文/福田恵子 (Text by Keiko Fukuda)

 高度な資格や専門知識、特殊技能が求められるスペシャリスト。手に職をつけて、アメリカ社会を生き抜くサバイバー。それがたくましき「専門職」の人生だ。「天職」をつかみ、アメリカで活躍する人たちに、その仕事を選んだ理由や、専門職の魅力、やりがいについて聞いた。

「ホスピタリティーの姿勢忘れず努力重ねる 『楽しかった』の一言で疲れも吹き飛ぶ」

 アメリカに来たのは23年前です。日本では英語の専門学校を卒業後にホテルのフロントで働いていました。働いてお金を貯めてアメリカに留学するのが目的でした。こちらの学校を出ると1年間就労可能なOPTというビザが出ます。そのビザを利用して、日本語新聞の求人広告で募集していたロサンゼルスの旅行会社に就職しました。もともと旅行好きでしたし、楽しくなってやりがいを感じました。ずっと続けたいと思ったのですが、ビザに限りがあったので、カナダでツアーガイドとして働き始めました。カナダは比較的グリーンカードの取得が簡単だったのです。

 カナダではスノーボーダーやスキーヤーをウィスラーに連れて行ったり、夏はビクトリアに行ったりして働きました。でも、やはり気候がいいロサンゼルスに戻って来たくなりました。日系の大手旅行会社に転職することになったので、専門職ビザもすぐに取れ、1999年に改めてここでツアーガイドとして再始動しました。

 ガイドの仕事は、一にも二にもいかにお客様に満足していただけるか、ということに尽きます。ホスピタリティー、おもてなしの心を持っていて、そのために努力を怠らなければ誰でもできる仕事だと思います。

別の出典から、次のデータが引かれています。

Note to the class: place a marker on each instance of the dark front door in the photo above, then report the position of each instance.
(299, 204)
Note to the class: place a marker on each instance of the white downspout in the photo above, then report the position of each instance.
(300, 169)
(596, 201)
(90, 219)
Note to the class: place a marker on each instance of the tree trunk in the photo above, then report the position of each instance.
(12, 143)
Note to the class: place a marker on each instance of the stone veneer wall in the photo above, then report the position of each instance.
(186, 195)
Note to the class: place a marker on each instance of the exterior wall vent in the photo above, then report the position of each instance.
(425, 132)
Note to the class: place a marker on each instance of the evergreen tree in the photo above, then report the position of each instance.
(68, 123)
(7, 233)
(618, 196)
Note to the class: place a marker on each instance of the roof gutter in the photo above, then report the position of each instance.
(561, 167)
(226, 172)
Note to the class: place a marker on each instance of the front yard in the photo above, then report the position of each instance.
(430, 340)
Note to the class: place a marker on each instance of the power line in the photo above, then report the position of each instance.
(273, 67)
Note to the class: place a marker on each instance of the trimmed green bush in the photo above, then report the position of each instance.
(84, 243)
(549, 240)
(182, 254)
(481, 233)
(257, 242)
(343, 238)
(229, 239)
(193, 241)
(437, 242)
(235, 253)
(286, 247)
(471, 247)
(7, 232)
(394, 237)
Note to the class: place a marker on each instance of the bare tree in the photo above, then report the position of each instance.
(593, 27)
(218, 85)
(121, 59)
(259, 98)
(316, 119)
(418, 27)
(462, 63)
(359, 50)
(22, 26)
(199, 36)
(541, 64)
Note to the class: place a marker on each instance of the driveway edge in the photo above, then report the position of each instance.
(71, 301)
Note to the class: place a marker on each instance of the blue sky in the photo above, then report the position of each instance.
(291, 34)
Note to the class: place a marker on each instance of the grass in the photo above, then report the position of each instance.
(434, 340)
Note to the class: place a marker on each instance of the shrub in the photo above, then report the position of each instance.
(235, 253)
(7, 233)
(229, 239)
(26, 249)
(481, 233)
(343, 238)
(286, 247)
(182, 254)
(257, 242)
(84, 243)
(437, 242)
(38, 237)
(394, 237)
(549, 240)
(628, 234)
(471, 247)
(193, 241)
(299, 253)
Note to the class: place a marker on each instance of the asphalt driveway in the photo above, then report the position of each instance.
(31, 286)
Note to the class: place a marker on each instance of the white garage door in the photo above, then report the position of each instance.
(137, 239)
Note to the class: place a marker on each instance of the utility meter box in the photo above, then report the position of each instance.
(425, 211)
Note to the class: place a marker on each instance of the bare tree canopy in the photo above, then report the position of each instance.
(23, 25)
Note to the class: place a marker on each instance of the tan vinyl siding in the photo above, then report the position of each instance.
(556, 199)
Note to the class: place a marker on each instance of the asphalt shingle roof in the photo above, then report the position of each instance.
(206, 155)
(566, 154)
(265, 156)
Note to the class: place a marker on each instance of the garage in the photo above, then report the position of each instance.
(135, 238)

 最初にアメリカで働いた会社での先輩の言葉が、今でも私の座右の銘です。「ツアーガイドはガイドするだけでなく、エンターテイン、つまりお客様に喜んで帰っていただくことが大事だ」というものです。最後、帰る時に一言「楽しかった」と言ってもらえるだけですべての苦労も疲れも吹き飛びます。

 地元のロサンゼルス近郊だけでなく、遠方までバス移動することが多く、体力的には確かにきついです。つい2日前もラスベガスに行って、そこでお客様をバスに乗せて、グランドサークルを回った後、サンディエゴ経由でメキシコのティファナに行き、昨日サンディエゴでお客様をドロップオフしてきました。

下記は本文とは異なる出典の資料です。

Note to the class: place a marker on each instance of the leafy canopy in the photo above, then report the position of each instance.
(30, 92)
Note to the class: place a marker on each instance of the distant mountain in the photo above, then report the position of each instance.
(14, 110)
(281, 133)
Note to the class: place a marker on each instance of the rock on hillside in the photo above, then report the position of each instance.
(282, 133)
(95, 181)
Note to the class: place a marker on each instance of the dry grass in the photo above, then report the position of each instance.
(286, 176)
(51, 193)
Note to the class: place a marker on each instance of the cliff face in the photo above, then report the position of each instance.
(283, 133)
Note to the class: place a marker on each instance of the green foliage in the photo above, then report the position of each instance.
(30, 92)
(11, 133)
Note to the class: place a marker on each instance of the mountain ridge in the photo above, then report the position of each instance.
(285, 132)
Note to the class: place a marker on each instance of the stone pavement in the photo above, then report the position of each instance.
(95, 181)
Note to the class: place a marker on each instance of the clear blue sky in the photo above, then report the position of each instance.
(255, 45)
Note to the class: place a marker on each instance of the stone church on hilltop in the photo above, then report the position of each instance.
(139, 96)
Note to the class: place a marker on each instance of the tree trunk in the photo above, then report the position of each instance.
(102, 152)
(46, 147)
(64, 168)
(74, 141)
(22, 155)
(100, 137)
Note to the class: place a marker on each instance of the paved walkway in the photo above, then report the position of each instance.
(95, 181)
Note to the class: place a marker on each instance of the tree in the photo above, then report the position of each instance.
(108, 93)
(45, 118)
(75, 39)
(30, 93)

 私も体力を使いますが、お客様は団塊の世代が多いので、もっと大変だと思います。だからこそ、目を配らないといけないし、危険なことがないように常に注意をしています。私自身、体調管理のため食事には気をつけています。お客様と同じものをツアー中に食べていたら、肉、ポテト、肉、ポテトの繰り返しで太ってしまいます。時間ができたら走ったりもしますし、マッサージ器をツアーに携帯し、ホテルの部屋で体の凝りをほぐしたりもします。

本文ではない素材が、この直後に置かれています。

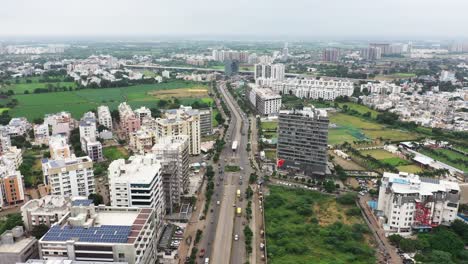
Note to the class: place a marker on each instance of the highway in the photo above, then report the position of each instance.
(222, 223)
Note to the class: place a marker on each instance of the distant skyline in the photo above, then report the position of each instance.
(255, 19)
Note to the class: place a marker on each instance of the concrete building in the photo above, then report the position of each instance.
(330, 55)
(73, 176)
(266, 73)
(174, 150)
(102, 234)
(16, 247)
(412, 203)
(314, 89)
(206, 122)
(59, 148)
(137, 183)
(41, 134)
(302, 140)
(264, 100)
(104, 116)
(182, 121)
(47, 210)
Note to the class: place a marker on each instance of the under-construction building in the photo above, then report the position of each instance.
(409, 203)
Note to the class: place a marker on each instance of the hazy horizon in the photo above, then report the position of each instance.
(243, 19)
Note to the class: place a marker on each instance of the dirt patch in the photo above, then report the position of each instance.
(180, 93)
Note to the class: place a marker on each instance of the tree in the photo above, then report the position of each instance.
(97, 198)
(39, 231)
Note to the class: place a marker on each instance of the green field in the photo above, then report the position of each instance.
(78, 102)
(351, 128)
(114, 153)
(304, 227)
(452, 156)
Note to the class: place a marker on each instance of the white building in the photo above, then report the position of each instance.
(314, 89)
(381, 88)
(101, 233)
(409, 202)
(137, 183)
(104, 116)
(72, 176)
(264, 100)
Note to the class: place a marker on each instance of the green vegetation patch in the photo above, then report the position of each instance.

 実は大手旅行会社を3年前に辞めた後、別の職種に転職したこともありました。その時に改めて実感したんです。自分にはツアーガイドの仕事しかないということを。転職先の社長さんにはお世話になりましたが、半年ほどで退職して、今度はフリーランスのツアーガイドとして働き始めました。自分が生きていくにはこれしかないな、と今も心からそう思っています。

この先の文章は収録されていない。